ECLI:NL:HR:2010:BN1701
Hoge Raad
- Cassatie
- F.H. Koster
- W.M.E. Thomassen
- M.A. Loth
- Rechtspraak.nl
Cassatie over het afzien van hernieuwde oproeping van getuige in strafzaak
In deze zaak heeft de Hoge Raad op 5 oktober 2010 uitspraak gedaan in een cassatieprocedure tegen een arrest van het Gerechtshof te Amsterdam. De zaak betreft een verdachte die in hoger beroep was gegaan tegen een eerdere uitspraak. De verdachte, geboren in 1975, was vertegenwoordigd door zijn advocaat, mr. M.L.M. van der Voet. De Advocaat-Generaal Machielse had geconcludeerd tot vernietiging van het bestreden arrest en terugwijzing naar het Hof voor hernieuwde behandeling.

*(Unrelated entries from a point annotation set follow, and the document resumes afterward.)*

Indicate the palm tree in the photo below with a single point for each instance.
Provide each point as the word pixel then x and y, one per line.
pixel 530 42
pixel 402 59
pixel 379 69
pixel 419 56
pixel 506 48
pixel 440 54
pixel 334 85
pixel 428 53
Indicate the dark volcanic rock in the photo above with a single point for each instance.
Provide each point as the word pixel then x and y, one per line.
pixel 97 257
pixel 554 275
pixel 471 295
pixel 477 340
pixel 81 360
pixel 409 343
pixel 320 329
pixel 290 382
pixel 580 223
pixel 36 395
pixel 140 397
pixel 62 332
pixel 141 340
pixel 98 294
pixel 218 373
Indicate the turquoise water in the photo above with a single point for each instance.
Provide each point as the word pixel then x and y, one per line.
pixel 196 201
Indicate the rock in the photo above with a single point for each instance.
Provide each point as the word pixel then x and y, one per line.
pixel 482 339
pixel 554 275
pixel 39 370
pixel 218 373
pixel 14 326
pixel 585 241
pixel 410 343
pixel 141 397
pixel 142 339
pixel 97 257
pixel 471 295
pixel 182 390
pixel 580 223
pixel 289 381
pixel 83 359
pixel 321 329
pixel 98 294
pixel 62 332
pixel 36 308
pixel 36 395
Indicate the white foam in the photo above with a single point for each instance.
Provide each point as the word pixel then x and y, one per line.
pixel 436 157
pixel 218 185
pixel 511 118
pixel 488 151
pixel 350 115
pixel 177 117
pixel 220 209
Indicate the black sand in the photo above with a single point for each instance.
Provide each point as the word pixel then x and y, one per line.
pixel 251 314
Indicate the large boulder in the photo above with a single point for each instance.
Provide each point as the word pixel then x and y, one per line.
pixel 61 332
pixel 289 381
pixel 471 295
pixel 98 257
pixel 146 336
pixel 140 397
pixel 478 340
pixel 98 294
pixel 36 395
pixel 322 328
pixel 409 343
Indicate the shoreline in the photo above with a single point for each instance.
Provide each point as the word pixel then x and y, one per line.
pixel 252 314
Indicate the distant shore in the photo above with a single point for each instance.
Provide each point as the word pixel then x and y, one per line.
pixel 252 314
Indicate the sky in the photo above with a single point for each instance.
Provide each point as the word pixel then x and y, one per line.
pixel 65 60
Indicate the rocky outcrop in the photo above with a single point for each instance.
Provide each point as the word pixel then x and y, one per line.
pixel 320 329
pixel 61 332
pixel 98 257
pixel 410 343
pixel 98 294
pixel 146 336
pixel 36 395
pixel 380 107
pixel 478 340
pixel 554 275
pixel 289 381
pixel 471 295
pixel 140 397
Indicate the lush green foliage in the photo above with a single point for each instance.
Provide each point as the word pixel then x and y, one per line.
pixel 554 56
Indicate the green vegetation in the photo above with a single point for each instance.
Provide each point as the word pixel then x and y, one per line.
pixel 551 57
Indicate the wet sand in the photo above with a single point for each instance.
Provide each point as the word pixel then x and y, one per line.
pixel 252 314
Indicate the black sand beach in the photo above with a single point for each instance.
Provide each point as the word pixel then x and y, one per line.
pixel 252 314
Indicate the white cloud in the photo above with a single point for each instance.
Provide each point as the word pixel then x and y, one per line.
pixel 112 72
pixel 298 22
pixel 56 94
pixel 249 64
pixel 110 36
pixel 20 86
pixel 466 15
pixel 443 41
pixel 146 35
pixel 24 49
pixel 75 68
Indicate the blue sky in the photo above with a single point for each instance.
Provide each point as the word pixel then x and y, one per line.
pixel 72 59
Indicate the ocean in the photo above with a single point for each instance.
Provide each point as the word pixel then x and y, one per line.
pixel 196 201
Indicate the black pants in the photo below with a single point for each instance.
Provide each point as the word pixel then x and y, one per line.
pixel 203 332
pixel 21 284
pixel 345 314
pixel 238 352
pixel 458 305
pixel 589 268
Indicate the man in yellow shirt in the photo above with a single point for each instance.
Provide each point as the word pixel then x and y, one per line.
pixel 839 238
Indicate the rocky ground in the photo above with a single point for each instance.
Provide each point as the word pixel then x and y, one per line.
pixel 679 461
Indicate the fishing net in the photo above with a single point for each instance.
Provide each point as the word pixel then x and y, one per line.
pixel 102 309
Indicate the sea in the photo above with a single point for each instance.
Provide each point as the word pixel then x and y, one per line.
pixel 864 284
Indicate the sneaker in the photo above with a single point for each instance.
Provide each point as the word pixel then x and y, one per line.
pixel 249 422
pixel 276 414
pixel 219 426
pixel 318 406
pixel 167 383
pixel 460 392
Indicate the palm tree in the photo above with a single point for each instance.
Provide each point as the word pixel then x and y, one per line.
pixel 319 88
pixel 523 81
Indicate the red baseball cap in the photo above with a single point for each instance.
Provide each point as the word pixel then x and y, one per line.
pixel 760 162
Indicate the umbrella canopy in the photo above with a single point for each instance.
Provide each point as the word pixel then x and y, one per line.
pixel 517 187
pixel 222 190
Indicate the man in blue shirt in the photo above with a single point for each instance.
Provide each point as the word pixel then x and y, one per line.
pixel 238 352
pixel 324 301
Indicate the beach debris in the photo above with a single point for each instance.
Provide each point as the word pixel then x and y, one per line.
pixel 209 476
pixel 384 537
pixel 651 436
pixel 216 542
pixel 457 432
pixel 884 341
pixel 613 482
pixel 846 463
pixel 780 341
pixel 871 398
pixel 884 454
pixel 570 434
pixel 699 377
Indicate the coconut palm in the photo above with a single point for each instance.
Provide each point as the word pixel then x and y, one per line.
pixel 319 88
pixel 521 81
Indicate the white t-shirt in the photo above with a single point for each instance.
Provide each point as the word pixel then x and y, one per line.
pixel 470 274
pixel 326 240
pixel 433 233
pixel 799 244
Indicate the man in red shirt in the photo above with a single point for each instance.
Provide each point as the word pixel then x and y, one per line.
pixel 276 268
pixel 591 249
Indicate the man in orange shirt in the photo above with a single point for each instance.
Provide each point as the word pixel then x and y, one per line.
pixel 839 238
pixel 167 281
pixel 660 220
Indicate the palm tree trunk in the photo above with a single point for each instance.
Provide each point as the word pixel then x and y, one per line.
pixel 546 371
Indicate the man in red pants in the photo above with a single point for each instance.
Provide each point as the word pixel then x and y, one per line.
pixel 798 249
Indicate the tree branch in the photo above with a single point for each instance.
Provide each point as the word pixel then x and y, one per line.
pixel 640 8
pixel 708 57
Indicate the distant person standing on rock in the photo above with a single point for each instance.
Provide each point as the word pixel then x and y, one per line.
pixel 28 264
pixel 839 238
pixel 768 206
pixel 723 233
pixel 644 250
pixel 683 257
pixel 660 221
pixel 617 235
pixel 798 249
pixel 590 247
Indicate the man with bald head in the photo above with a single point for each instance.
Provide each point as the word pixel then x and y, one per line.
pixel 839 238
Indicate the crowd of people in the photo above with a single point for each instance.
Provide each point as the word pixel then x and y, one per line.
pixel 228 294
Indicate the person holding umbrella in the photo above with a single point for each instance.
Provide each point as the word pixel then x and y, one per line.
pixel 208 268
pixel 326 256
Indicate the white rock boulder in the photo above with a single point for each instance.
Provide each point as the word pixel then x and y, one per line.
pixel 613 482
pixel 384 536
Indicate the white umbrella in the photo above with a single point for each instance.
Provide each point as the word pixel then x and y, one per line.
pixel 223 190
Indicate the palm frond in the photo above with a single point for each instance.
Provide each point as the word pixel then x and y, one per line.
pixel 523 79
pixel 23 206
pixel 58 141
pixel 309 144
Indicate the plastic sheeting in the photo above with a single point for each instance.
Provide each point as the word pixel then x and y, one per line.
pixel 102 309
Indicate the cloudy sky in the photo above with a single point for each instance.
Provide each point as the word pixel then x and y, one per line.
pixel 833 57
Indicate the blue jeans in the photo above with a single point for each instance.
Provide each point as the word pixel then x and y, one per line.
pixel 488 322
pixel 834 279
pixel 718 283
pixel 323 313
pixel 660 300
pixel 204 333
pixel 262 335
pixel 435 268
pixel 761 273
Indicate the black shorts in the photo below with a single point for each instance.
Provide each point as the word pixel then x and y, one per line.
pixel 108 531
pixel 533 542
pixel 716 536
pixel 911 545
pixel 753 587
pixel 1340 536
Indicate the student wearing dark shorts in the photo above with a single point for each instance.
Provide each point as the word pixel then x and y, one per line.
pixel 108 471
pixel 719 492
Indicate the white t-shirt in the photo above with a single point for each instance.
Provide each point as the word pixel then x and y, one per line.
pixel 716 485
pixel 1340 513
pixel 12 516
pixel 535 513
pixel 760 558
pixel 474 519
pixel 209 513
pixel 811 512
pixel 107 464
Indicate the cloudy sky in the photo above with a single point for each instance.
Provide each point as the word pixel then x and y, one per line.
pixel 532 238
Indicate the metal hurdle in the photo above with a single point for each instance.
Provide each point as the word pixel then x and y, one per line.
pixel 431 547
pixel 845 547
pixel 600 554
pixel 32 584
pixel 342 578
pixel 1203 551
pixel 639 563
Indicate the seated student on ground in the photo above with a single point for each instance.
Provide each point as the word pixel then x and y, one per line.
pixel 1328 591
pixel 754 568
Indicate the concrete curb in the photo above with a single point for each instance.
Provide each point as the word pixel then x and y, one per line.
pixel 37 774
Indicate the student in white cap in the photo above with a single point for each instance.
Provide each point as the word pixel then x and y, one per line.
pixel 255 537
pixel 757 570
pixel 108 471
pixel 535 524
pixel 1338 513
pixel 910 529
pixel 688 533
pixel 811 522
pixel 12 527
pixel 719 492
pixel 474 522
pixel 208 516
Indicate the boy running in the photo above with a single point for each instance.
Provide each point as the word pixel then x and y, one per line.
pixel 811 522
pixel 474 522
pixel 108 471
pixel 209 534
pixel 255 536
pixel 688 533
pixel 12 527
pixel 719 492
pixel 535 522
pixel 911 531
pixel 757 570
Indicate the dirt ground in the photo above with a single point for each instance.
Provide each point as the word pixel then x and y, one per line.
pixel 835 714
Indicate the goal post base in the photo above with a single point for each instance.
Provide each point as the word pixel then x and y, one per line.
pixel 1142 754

De kern van de zaak draait om de vraag of het Hof terecht heeft afgezien van het horen van een niet verschenen getuige. De verdediging had niet uitdrukkelijk ingestemd met het afzien van de hernieuwde oproeping van deze getuige, zoals vereist volgens artikel 288, derde lid, van het Wetboek van Strafvordering (Sv). Het proces-verbaal van de terechtzitting in hoger beroep op 2 juli 2008 vermeldde niet dat de verdediging deze instemming had gegeven, wat leidde tot de conclusie dat deze instemming niet was verleend.
De Hoge Raad oordeelde dat het Hof op basis van artikel 287, derde lid, Sv de hernieuwde oproeping van de getuige had moeten bevelen. Het Hof had de mogelijkheid om af te zien van deze oproeping, maar had dit niet op de juiste wijze gemotiveerd. Dit verzuim leidde tot nietigheid van de uitspraak van het Hof. De Hoge Raad vernietigde daarom de bestreden uitspraak en wees de zaak terug naar het Gerechtshof te Amsterdam voor een nieuwe behandeling.
De uitspraak van de Hoge Raad benadrukt het belang van de rechten van de verdediging en de noodzaak voor de rechtbanken om zorgvuldig om te gaan met getuigenverklaringen en de procedures rondom het horen van getuigen in strafzaken.